Gazze’deki ateşkeste ikinci aşamaya geçilmesi konuşulurken, İsrail’in İran’a yönelik yeni bir saldırı girişimi olacağına dair iddialar gündemi kaplıyor.
Trump yönetimi, ulusal güvenlik stratejisinde Amerika kıtasına öncelik verdiğini ilan ediyor ve Venezuela’ya yönelik askeri abluka uyguluyor.
Washington, Tayvan’a şimdiye kadarki en büyük silah satışını onaylıyor, Çin Tayvan Boğazı’nda askeri tatbikat başlatıyor.
Bir yandan da, Rusya’nın önümüzdeki beş yıl içinde saldırıya geçeceği gerekçesiyle, başta Almanya olmak üzere Avrupa ülkeleri silahlanma bütçelerini artırma kararı alıyor.
İsrail’in çeşitli yetkilileri, “Türkiye’yi bir numaralı tehdit olarak gördüklerini” ilan ediyor.
İsrail, Yunanistan ve Güney Kıbrıs ile Doğu Akdeniz’de Türkiye’ye karşı kurduğu cepheyi pekiştiren adımlar atıyor.
BÜYÜK SAVAŞ VE KARGAŞA Peki nedir tüm bunların anlamı?
Birçok yorumcu, bu gelişmelere bakarak dünyanın büyük bir savaşa doğru gittiğini savunuyor.
Onlara göre Atlantik, hegemonyasını sürdürmek için dünyayı savaşa zorluyor.
Hatta bu durum kaçınılmaz görülüyor.
Bazı analistler ise 2.
Dünya Savaşı’ndan sonra kurulan “kurallara dayalı düzen”in sona ermesi, buna karşılık yeni bir düzenin kurulmaması nedeniyle belirsizliklerin ortaya çıktığını ve ne zaman neyin gerçekleşeceğinin kestirilemeyeceği bir kargaşalığın söz konusu olduğunu iddia ediyor.
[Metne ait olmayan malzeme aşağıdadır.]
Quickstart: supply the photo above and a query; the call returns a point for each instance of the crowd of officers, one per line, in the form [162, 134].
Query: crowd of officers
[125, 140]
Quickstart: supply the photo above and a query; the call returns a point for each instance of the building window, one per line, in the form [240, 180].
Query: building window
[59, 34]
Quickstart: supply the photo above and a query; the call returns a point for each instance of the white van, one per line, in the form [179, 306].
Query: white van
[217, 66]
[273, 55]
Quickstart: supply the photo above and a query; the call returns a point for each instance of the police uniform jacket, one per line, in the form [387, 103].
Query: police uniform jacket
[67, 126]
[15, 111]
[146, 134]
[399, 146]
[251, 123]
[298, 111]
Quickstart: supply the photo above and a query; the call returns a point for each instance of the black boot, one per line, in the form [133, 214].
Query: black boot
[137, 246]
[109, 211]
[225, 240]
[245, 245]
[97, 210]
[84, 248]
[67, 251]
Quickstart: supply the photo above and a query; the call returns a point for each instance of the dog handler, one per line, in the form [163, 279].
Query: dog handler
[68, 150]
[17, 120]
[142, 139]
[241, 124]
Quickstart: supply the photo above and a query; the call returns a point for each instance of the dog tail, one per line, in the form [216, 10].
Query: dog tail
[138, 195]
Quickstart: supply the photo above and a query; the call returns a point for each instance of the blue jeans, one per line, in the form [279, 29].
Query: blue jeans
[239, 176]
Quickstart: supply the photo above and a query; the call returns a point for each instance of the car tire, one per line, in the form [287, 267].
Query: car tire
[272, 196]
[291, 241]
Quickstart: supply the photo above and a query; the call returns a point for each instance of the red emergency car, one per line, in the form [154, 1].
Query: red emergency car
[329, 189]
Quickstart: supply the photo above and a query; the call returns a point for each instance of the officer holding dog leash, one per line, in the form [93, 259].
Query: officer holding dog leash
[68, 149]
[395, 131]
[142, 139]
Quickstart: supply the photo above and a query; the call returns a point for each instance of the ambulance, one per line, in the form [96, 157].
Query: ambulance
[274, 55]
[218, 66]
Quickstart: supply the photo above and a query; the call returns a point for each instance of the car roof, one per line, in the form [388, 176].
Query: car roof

Bu iki yaklaşımın farklı bakış açılarıyla yola çıkıp, karamsar bir gelecek öngörüsünde buluştukları söylenebilir.
TEMEL CEPHELEŞME Biz bu iki görüşe de katılmıyoruz.
En başta belirtilmesi gereken nokta şu: Dünyadaki gelişmeleri, bunlara neden olan temel çelişmelere ve cepheleşmelere göre değerlendirmek bizi doğru sonuca ulaştıracaktır.
Öteki türlü, “şu devletler ile bu devletler bloğu” karşılaştırmasıyla yapılacak tahliller, sonunda çıkmaza götürür.
Günümüzdeki temel cepheleşme, Atlantik emperyalizmi ile gelişen dünya devletleri ve halkları arasındadır.
Bir yanda ABD ile Atlantik cephesindeki Avrupa dahil müttefikleri, diğer yanda başta Rusya, Çin, Türkiye, Brezilya, Hindistan, Endonezya, İran ve bütün Afrika kıtası olmak üzere gelişen dünya devletleri vardır.
Rusya’nın askeri kapasitesi, Çin’in devasa üretim gücü ve ekonomisi ile askeri potansiyeline bakarak, bu iki devleti ABD ile aynı hedef ve amaçlara sahipmiş gibi değerlendirip, aralarındaki mücadeleyi “büyük güçler rekabeti” başlığı altında ele almak yanlıştır.
ABD emperyalisttir, Rusya ve Çin ise ABD ile boy ölçüşebilecek kapasitelerine karşın, emperyalizmin parçalamaya çalıştığı gelişen dünya ülkeleridir.
TÜRKİYE VE GELİŞEN DÜNYANIN EYLEMLERİ Bu bakımdan Türkiye de Atlantik cephesinin en önemli örgütü NATO’nun bir üyesi olmasına karşın, Atlantik emperyalizminin parçalamaya çalıştığı ve günümüzdeki cepheleşmede gelişen dünya içindeki ilk düşürmeyi hedeflediği ülkelerdendir.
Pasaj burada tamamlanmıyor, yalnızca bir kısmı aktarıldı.